На лице Ройса, ставшем непроницаемым, нельзя было ничего прочесть, но от Кристен не ускользнуло, что он до сих пор немного сердит, потому что его рука, все еще лежащая на ее спине, слегка подтолкнула ее в направлении мимо Корлисс и приказ приняться, наконец, за работу прозвучал довольно резко. Из этого она заключила, что, по его мнению, зашла слишком далеко, но ей это было безразлично, о чем свидетельствовал взгляд, который она бросила ему через плечо, с достоинством прошествовав к дому.

Ройсу пришлось поспешно отвести взгляд от Кристен, иначе он не смог бы сдержать смеха, однако при этом в поле его зрения попала Корлисс. Он мгновенно помрачнел, и с его губ сорвалось смачное ругательство. Этого оказалось достаточно, чтобы обратить в бегство сестру Корлисс, да и сама Корлисс отпрянула назад.

Ройс, однако, притянул ее за руку к себе.

— Погоди, ты должна объяснить свое поведение.

— Ты делаешь мне больно, Ройс!

Он снова выругался, заметив на ее глазах слезы, но отпустил ее руку. Корлисс была нежной и хрупкой, как ребенок. До сих пор он не обращал на это внимания, но теперь, рядом с Кристен, которая платила ему за все его же монетой, не задумываясь пускала в ход силу, чтобы защитить себя, и ни разу не вскрикнула, а тем более не упрекнула его, что он сделал ей больно, — Корлисс, с ее слезами, вызывала у него досаду и отвращение.

— Перестань реветь, — сказал он довольно грубо. — Я всегда отдаю себе отчет, когда речь идет о том, чтобы применить силу, и знаю, что не сделал тебе больно. Чего же ты плачешь?

Ее слезы высохли, как по приказу, но она все еще смотрела на него со страдальческой миной.

— Ты становишься невозможным.

— Я? А как тогда ты назовешь те оскорбления, которыми ты осыпала эту норвежскую девушку?

— Я сказала все, как есть. Ее рост делает ее чудовищем.

— Но она ведь не выше меня. Тогда кто же по-твоему я?

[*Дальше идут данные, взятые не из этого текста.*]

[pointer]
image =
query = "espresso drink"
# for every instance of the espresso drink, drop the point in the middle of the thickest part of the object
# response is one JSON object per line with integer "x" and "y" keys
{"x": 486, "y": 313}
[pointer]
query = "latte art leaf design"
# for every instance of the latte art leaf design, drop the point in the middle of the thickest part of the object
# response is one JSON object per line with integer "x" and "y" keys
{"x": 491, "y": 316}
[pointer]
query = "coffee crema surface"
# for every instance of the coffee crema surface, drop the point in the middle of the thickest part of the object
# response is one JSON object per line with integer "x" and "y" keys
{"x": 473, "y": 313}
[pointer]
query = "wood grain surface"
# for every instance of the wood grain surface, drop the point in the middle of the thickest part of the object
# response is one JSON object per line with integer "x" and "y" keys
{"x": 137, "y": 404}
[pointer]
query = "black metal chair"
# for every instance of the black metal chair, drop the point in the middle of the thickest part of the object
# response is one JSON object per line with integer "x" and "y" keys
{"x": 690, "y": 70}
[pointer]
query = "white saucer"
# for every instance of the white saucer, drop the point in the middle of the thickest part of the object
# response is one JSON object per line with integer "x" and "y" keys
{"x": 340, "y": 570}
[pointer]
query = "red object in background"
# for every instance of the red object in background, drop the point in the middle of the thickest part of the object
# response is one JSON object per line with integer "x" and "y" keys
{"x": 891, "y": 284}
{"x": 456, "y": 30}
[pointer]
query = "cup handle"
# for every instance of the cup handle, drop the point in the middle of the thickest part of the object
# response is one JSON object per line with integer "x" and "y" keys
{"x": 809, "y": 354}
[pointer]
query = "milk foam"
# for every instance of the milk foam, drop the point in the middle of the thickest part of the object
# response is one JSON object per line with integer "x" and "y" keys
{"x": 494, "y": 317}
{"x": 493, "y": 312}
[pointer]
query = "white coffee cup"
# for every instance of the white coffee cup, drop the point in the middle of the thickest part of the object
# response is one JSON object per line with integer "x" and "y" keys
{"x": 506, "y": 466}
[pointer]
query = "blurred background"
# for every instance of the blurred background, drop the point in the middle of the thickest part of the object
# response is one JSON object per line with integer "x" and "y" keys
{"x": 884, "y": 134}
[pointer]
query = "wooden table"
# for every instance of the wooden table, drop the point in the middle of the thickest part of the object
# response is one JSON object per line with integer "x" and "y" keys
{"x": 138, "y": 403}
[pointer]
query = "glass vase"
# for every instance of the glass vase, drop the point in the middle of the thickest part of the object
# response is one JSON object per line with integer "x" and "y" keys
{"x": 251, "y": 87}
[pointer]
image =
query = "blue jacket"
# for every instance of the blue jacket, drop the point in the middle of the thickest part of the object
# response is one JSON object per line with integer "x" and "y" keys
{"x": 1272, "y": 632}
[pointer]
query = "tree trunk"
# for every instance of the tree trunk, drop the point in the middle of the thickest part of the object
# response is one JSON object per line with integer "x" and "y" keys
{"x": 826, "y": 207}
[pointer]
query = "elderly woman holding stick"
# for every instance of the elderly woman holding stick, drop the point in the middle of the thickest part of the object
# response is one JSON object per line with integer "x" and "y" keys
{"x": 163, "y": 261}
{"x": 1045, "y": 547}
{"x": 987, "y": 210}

— Ты? Но ты ведь мужчина, — подчеркнула она то, что и так было ясно. — Для мужчины у тебя нормальный рост. Но она же выше, чем большинство мужчин. И это ненормально.

— Нет, ты не права, — сказал он, поджав губы. — Она действительно выше, чем многие саксы, но здесь находятся шестнадцать викингов, которые сошли на берег вместе с ней, и каждый из них значительно выше нее. Хочешь на них взглянуть?

— Ты что, шутишь? — вспыхнула она.

— Да, шучу, — вздохнул он. — Мне очень жаль, Корлисс. Когда я устаю, я бываю очень раздражительным, а сейчас я просто валюсь с ног.

Она сделала вид, что не поняла намека.

— А какое тебе до нее дело, Ройс?

Он прикусил губу, чтобы не выругаться еще раз во всеуслышание.

— Ты еще не моя жена и не должна вмешиваться в мои дела.

— А когда я ею стану, тогда что?

Ройса мучили угрызения совести, но он все же отмахнулся от молодой женщины.

— Тогда ты научишься не задавать мне ненужных вопросов.

Корлисс ничуть не обиделась на эти слова, представления Ройса о супружеской жизни мало чем отличались от взглядов других мужчин, но ее задел тон, и на глазах у нее снова выступили слезы, которые должны были показать Ройсу, что у нее есть основания чувствовать себя оскорбленной. Ройс, который не выносил слез и принципиально на них не реагировал, разве что в гневе, с отвращением отвернулся и ушел, потому что новый приступ ее рыданий усугублял его чувство вины.